Our relationship will change. I love being your doula. I enjoy the whirlwind courtship of getting to know you well in a short time. I like hearing your stories about your life, the births of your other children, the story of how you met your spouse, the story of your own birth as your mother told it to you. I ask intimate questions that perhaps you hadn’t considered before, about your hopes, and how you cope with overwhelm, and what makes you feel safe. More than anything, I listen. Toward the end of your pregnancy, we may be talking once a week. In the last few days, we might be checking in every day. I might not ever know the names of your siblings, or where you grew up, or any of the other things your friends would usually know, but by the time your baby is born, we have forged a bond that is close and real. Then, after your baby is here and you are settled in as a new mother, I don’t see you much anymore, and we hardly ever talk. Please don’t take it personally. Know that I still care very much, even if I probably won’t make it to your child’s birthday party. Our relationship as doula and client happens for a finite period of time. I miss you. I love seeing pictures of your little ones as they grow. I cherish the memory of the time I have shared with you. Now I’m offering that same support to the next pregnant person. I’m just as occupied with her as I have been with you, and will be with you again if there is a next time. This is what doulas do.

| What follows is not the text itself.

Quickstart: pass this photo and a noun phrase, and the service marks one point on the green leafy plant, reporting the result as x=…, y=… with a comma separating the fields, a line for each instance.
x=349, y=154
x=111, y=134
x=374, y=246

I will always be grateful. Thank you for allowing me to serve as your doula. Thank you for inviting me into your life, your home, your birth space. Thank you for trusting me to support the birth of your beautiful child. Thank you for the honor and the privilege of caring for you through this part of your life. Every birth touches my heart. Every birth brings a lesson, and I am grateful for the learning that comes from your birth. I am grateful for this place where our paths crossed, and our life stories are woven together for this short while. Thank you always.